The pair of roses on her head flowed in the dry wind like buns of hair, glistening in the arid sunlight; with great struggle she conjured flakes of ice upon her head to stop the plants from wilting.
‘Shouldn’t have wasted all your ice before.’ Fringe smirked. His blond curls flowed chaotically in the wind.
‘I don’t know how you can stand it here in that coat.’ she changed the topic, sprinkling her face and neck with more tiny bits of ice. The ice flakes turned into water; the water ran down her dark low-cut dress made out of leaves.
Arkadiusz Fringe swatted the sweat from his forehead, ‘why would there be a “Warden” coming down, opening up a gateway out of a magical prison?’ he paused, then spoke again, ‘it just doesn’t make any sense.’
But she did not reply.
‘I’m not leaving!’ Screamed the old man, Dio, from within his clay jar home.
The jar laid to its side, it was large enough to fit a man or two and there were strands of hay sticking out from the inside.
‘You can rot here forever if you want.’ Daelothwen wailed at both Dio and Fringe.

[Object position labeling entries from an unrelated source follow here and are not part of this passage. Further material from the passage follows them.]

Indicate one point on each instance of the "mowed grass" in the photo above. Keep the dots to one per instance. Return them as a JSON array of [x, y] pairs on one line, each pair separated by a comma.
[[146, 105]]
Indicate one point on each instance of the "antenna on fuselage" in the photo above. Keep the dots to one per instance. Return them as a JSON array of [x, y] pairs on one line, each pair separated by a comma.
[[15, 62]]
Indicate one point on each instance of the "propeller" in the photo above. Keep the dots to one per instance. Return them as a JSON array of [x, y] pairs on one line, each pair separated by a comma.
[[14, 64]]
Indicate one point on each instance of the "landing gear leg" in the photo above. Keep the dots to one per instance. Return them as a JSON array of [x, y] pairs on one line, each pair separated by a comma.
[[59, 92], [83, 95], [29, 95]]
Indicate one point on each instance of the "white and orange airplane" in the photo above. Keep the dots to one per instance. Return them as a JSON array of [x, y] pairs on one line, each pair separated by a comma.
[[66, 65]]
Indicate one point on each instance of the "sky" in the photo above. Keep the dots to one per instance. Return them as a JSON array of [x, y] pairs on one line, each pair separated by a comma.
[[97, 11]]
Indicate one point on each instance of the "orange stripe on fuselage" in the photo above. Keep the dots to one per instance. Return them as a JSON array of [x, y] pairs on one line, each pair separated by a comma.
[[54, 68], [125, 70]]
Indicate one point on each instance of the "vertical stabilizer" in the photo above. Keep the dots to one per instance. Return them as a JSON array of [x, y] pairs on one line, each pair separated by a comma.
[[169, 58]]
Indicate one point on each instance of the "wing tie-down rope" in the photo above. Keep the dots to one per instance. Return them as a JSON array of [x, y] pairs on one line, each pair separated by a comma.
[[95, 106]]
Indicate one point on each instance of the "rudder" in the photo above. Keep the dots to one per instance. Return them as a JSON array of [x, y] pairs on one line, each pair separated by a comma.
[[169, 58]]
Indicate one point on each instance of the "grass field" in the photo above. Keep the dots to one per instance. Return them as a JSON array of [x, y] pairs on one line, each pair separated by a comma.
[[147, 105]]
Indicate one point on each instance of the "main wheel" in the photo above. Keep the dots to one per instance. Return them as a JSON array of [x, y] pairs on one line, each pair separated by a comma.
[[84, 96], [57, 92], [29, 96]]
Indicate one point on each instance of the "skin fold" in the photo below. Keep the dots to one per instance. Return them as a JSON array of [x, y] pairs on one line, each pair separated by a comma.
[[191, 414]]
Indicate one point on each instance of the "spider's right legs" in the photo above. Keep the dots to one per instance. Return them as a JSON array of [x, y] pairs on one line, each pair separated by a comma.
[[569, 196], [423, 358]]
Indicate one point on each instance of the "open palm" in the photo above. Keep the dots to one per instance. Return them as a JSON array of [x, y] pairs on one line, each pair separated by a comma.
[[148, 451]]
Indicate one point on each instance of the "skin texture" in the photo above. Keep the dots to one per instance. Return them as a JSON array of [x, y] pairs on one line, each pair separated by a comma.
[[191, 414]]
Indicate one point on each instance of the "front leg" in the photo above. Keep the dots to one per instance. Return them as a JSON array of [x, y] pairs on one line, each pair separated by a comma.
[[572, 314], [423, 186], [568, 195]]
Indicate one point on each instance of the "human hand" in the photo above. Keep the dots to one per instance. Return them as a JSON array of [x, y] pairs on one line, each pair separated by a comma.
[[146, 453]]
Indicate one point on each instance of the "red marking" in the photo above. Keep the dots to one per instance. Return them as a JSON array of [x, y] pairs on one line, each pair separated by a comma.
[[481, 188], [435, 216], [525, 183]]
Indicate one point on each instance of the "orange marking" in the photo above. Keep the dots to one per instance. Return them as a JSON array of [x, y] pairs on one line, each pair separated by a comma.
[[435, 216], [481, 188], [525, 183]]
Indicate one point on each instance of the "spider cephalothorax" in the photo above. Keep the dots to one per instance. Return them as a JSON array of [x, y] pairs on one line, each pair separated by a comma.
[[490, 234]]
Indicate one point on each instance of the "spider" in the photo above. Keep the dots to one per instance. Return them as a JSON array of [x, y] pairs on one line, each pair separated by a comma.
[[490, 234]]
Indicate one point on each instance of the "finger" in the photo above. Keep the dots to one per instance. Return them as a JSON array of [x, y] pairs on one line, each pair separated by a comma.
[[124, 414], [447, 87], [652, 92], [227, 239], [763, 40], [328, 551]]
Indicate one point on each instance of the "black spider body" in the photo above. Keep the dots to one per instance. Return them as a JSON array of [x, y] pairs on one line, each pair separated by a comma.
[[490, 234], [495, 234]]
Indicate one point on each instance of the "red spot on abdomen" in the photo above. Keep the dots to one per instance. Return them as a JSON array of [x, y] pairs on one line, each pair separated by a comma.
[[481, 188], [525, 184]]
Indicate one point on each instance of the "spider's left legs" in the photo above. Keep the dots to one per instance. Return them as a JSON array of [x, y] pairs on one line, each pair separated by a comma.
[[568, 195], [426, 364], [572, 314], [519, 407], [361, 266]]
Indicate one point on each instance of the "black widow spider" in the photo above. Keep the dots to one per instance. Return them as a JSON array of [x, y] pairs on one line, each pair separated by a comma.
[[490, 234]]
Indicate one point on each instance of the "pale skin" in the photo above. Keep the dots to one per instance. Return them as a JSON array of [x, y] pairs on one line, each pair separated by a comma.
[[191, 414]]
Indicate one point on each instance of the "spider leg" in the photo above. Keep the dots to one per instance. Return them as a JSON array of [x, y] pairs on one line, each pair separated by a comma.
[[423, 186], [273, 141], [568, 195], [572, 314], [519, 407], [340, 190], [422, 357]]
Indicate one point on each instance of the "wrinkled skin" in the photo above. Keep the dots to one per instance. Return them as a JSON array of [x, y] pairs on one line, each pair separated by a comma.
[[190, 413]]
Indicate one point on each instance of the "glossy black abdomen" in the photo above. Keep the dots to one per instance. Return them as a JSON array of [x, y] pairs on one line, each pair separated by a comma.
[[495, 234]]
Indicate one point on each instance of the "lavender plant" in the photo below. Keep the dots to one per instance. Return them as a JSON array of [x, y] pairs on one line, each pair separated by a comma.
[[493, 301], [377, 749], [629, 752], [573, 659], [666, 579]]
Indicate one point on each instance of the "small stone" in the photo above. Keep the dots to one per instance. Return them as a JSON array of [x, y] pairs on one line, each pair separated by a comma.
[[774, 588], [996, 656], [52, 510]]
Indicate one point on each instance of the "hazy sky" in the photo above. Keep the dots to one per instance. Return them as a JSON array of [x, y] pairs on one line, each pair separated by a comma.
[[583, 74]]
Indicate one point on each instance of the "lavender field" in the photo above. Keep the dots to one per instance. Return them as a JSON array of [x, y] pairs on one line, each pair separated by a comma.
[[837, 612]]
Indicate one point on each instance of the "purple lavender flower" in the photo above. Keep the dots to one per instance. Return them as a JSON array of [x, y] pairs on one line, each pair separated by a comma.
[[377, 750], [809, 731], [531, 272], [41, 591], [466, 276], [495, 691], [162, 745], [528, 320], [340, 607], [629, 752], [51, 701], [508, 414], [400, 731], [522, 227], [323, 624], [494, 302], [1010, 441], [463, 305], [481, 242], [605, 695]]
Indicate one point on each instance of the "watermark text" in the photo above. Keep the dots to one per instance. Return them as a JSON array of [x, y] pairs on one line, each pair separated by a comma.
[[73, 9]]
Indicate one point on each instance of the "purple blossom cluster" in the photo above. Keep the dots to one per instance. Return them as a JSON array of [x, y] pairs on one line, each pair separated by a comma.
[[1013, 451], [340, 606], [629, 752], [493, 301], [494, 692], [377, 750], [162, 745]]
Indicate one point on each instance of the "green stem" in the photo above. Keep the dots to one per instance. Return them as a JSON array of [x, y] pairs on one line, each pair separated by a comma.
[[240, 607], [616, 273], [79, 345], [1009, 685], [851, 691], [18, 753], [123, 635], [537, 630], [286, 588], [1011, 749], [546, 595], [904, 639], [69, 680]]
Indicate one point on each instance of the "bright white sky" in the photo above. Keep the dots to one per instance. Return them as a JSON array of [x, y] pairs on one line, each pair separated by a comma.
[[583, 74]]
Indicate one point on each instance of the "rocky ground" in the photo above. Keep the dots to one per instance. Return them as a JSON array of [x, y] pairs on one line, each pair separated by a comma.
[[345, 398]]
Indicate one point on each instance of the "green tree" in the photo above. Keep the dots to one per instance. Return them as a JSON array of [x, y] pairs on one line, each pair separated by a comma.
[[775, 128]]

The woman, the wizard and the old man were upon the rocky shelf, a stone slab somewhere in the middle of the desert wastes a couple of feet above the sand with great dunes surrounding them in all directions. Those that stood upon the shelf towered over everything within miles and miles of mere human sight. And Dio’s jar was right in the middle of that maelstrom of chaotic nothingness.
‘I’m not going!’ the old man crawled deeper into his clay jar.
The dryad walked off the stone slab, delving into the hot, almost steaming sand. Upon seeing her bare feet touch that rough, coarse sand, Fringe knew it would irritate him if he walked in his shoes and socks. It already had back when he first followed Dio to this stone slab, this stone shelf back when he first landed—unfairly sentenced—into this prison world. His options were simple; He could take off his shoes and walk barefoot across the desert, like the woman just did, and expend his mystic energies on keeping his feet cool with some elemancy, conjuring specks of ice in the same way she kept her flowers from wilting; Or, he considered keeping his shoes on, instead using the abundant light to form a barrier around his shoes, using photomancy, that would prevent any dust or sand from coming in… In the end both ways would drain him, and if he ran out of energy to keep up whatever spell he used, then there wasn’t much point in wasting it all to begin with.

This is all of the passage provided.